The value must be >= 100 or <= 300. The default value is 150. This has no effect on fan speeds defined via fan_auto_speeds. This is used only if fan_auto_speed_enable=1.
fan_auto_speed_rpm_step=150
fan_auto_speed_high
This is the highest fan speed in an auto-generated fan speed table. The default value is equal to fan_speed_normal (as defined in the .ini file, which is usually 2700 for standard blowers and 3400 for HP blowers.
fan_auto_high_temp_offset
This is the temperature offset (in degrees C), from TJMAX to use when creating the entry for the highest fan speed in an auto-generated fan speed table. The default value is 10. Allowed values must be between 0 and 20.
fan_auto_speeds
Defines the contents of the fan speed table. The highest speed allowed is fan_speed_high and the lowest speed allowed is fan_auto_speed_min. A minimum of 2 and a maximum of 15 fan speeds may be defined.

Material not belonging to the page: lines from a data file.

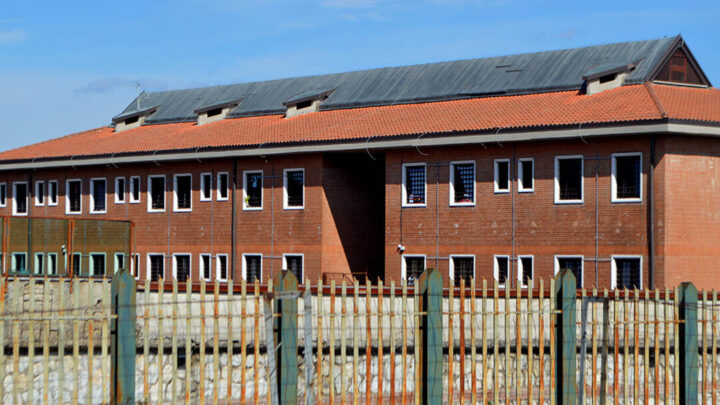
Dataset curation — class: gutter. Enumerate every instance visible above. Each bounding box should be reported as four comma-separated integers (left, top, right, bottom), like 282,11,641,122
0,120,720,171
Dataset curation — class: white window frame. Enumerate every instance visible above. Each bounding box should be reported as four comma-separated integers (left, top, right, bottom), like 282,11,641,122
47,180,60,207
172,253,192,281
400,163,427,208
610,152,643,203
127,176,142,204
215,172,230,201
554,155,585,204
610,255,643,290
448,160,477,207
493,255,514,289
113,177,128,204
200,172,212,201
242,253,264,284
518,158,535,193
493,158,512,194
400,254,427,282
553,255,585,287
33,180,47,207
448,255,477,286
516,255,535,288
13,181,30,217
283,168,306,210
88,252,108,277
173,173,193,212
215,253,232,281
243,170,262,211
146,174,167,212
90,177,107,214
65,179,82,215
282,253,305,284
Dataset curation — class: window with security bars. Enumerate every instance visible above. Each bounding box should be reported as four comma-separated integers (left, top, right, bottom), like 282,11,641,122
175,174,192,211
613,155,640,200
452,257,475,287
556,157,583,201
615,257,642,289
285,170,305,208
404,165,425,205
245,255,262,283
495,256,510,287
175,255,190,282
245,172,262,208
148,255,165,281
404,256,425,285
557,257,582,289
450,163,475,204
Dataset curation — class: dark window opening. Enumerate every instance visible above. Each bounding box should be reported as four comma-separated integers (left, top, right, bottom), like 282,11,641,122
245,173,262,208
452,163,475,203
405,166,425,204
285,170,305,207
615,258,641,289
615,156,640,198
452,257,475,287
557,158,583,200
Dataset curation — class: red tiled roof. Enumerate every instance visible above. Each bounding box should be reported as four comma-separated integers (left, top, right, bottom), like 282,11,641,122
0,84,720,161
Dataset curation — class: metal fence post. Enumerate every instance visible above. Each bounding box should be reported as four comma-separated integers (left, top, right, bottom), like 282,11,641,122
415,269,442,404
677,283,699,405
110,269,136,405
268,270,300,405
555,270,577,405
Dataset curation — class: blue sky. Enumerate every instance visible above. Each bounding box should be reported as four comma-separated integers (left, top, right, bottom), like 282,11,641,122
0,0,720,150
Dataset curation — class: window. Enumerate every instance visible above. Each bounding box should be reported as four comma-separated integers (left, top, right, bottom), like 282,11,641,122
115,177,125,204
495,159,510,193
450,162,475,205
217,172,228,201
555,256,583,288
518,158,535,193
283,169,305,209
90,253,105,277
518,256,533,288
130,176,140,204
35,181,45,206
243,171,263,210
90,179,107,214
402,163,425,207
215,254,228,281
147,253,165,281
13,182,28,215
148,176,165,212
173,174,192,212
243,254,262,283
173,253,191,282
612,153,642,202
48,180,58,206
283,254,304,284
450,255,475,287
400,256,425,285
65,180,82,214
200,173,212,201
493,256,510,288
10,253,28,273
555,156,583,204
200,253,212,280
611,256,642,289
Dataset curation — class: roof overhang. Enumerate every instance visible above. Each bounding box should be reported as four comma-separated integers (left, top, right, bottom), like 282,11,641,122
0,120,720,171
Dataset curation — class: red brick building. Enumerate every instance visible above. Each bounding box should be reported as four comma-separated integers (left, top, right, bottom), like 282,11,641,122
0,37,720,288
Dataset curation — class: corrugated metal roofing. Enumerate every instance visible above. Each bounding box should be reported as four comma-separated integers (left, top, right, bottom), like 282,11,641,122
119,36,681,124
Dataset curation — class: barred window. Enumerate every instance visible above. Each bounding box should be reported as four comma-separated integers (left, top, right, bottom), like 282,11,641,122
403,165,425,205
450,163,475,204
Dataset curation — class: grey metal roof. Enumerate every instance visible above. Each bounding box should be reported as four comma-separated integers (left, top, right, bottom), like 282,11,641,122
118,36,682,124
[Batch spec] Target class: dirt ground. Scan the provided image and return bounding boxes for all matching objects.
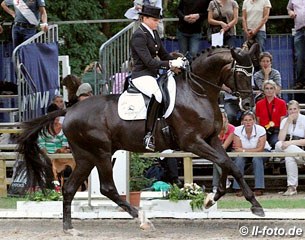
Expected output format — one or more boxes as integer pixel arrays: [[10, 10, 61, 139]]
[[0, 219, 305, 240]]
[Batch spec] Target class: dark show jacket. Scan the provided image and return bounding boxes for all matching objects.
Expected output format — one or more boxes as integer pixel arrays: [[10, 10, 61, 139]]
[[130, 24, 174, 79]]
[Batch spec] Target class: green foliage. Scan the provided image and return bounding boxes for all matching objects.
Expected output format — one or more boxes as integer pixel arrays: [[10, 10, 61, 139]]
[[129, 153, 154, 191], [167, 183, 205, 211], [26, 189, 62, 202]]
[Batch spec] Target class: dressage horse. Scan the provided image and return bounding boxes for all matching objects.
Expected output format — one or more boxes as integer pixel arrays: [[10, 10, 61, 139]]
[[18, 44, 264, 234]]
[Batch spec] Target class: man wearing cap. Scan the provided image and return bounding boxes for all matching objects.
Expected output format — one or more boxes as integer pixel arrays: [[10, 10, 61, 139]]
[[130, 5, 183, 151], [1, 0, 48, 48], [76, 83, 93, 101]]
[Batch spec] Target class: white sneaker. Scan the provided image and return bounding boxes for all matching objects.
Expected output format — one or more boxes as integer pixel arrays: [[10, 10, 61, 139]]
[[283, 186, 298, 196]]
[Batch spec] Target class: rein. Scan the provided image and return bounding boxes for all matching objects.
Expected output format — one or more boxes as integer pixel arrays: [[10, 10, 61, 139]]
[[186, 61, 253, 97]]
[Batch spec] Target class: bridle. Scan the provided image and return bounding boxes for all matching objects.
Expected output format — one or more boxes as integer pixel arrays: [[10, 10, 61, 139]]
[[184, 60, 254, 97], [231, 60, 254, 97]]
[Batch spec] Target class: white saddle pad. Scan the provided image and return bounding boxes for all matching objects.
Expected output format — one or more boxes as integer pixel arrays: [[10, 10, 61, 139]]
[[118, 71, 176, 120]]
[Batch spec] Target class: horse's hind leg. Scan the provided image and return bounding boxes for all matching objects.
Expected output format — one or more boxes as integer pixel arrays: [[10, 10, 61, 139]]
[[62, 158, 94, 235]]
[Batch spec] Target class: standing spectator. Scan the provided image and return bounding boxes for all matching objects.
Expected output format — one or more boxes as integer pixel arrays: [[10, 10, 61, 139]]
[[208, 0, 239, 47], [1, 0, 48, 48], [255, 80, 287, 149], [212, 108, 235, 192], [275, 100, 305, 196], [253, 52, 282, 95], [52, 95, 65, 109], [242, 0, 271, 52], [0, 19, 3, 34], [177, 0, 210, 61], [233, 111, 270, 197], [287, 0, 305, 89]]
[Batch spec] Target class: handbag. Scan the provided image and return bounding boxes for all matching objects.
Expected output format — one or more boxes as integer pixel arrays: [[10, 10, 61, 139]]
[[207, 0, 227, 41]]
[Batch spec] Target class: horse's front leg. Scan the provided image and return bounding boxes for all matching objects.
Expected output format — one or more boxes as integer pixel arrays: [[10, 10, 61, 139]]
[[96, 158, 154, 230], [62, 162, 93, 236]]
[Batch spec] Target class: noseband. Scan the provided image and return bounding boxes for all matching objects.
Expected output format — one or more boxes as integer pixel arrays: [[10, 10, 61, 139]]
[[231, 60, 254, 97]]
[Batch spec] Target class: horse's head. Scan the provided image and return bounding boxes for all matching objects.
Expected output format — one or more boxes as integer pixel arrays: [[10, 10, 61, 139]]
[[226, 44, 259, 110]]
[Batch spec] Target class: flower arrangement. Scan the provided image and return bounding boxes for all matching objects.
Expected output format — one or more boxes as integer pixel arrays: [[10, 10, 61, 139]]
[[167, 183, 205, 211]]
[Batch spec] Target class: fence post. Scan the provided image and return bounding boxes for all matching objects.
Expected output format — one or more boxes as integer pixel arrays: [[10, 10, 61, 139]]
[[183, 157, 193, 183], [0, 159, 7, 197]]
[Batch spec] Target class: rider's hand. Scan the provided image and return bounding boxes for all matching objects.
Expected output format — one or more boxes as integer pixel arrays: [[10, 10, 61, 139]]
[[169, 57, 184, 68]]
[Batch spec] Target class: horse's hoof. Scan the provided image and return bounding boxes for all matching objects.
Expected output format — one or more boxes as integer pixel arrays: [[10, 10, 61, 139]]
[[64, 228, 83, 237], [204, 193, 216, 209], [251, 207, 265, 217]]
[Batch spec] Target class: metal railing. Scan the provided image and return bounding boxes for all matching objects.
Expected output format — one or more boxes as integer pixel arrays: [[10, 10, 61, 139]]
[[12, 25, 59, 122]]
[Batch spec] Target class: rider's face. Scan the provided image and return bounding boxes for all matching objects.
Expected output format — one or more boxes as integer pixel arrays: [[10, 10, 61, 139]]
[[143, 16, 160, 30]]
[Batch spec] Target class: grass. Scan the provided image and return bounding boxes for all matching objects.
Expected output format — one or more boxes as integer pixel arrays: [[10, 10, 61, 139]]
[[217, 196, 305, 209], [0, 197, 26, 209]]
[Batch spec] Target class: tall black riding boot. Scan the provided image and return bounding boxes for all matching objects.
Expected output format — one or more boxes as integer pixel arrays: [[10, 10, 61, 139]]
[[144, 96, 161, 151]]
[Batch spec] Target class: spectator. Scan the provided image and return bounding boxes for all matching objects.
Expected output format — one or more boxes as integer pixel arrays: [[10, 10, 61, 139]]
[[52, 95, 65, 109], [38, 103, 70, 153], [253, 52, 282, 95], [275, 100, 305, 196], [76, 83, 93, 101], [208, 0, 239, 47], [287, 0, 305, 89], [255, 80, 287, 149], [242, 0, 271, 52], [1, 0, 48, 48], [212, 108, 235, 192], [233, 111, 270, 197], [177, 0, 210, 61], [130, 5, 183, 151]]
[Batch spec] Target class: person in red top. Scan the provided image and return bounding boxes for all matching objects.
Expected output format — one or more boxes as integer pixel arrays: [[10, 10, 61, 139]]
[[255, 80, 287, 149], [212, 108, 235, 192]]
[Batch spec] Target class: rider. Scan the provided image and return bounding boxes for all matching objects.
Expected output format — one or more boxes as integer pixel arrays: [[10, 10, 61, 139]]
[[130, 5, 183, 151]]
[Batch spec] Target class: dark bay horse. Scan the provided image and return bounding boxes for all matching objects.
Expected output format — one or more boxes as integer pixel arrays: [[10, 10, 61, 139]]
[[18, 44, 264, 233]]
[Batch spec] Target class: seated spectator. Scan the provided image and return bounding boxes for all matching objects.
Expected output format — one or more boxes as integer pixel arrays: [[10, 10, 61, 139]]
[[76, 83, 93, 101], [212, 108, 235, 192], [275, 100, 305, 196], [233, 111, 270, 196], [52, 95, 65, 109], [253, 52, 282, 102], [255, 80, 287, 149]]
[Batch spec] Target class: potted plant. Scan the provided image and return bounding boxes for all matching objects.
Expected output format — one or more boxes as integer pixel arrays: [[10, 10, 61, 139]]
[[167, 183, 205, 211], [129, 153, 154, 206]]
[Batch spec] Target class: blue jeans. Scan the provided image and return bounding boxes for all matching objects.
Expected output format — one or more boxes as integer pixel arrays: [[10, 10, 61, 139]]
[[233, 157, 266, 189], [244, 31, 267, 52], [177, 30, 202, 61], [12, 25, 36, 48], [294, 29, 305, 84]]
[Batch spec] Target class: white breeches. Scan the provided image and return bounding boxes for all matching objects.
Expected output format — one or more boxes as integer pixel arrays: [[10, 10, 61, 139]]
[[275, 141, 305, 186], [132, 76, 162, 103]]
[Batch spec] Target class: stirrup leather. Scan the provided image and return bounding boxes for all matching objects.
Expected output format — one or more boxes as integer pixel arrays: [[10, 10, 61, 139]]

No duplicates are allowed. Auto fan speeds are switched whenever component temperatures vary by fan_auto_speed_temp_step degrees C.
This is used only if fan_auto_speed_enable=1. If fan_auto_speed_enable=1 and fan_auto_speeds are not defined, then fan speed tables will be auto generated.
Cray does not recommend this configuration because the fan speed table is used for different types of CPUs/GPUs, whereas auto-generated fan speed tables are built using the TJMAX for each specific type of CPU/GPU.
fan_speed_step_up_delay
Specifies the amount of time before the system switches to a higher speed in a fan speed table when die temperatures are increasing. The default is 20 seconds.
fan_speed_step_down_delay
Specifies the amount of time before the system switches to a lower fan speed when die temperatures are decreasing. The default is 300 seconds.

INI File Validation

If the dynamic fan speed variables have been changed from their default values, it's important to validate the .ini files, prior to loading them onto the controllers.

Use the xtccr --validate command to do this.
crayadm@smw> xtccr --validate=filename

Some of the variables defined in the cooling .ini files may be fully validated in this fashion, whereas other variables may only be provisionally validated, as information specific to each cabinet is required to fully validate the value of a variable.

Setting fan speeds dynamically via xtccr on systems with mixed blower types within the same row is not supported. On systems with both STD and HP blowers in separate rows, fan speed settings must be done by means of row-specific .ini files.

For example, the value of fan_speed_high can only be validated provisionally because knowledge of the type of fans installed within a cabinet (STD or HP) is required to fully validate the value.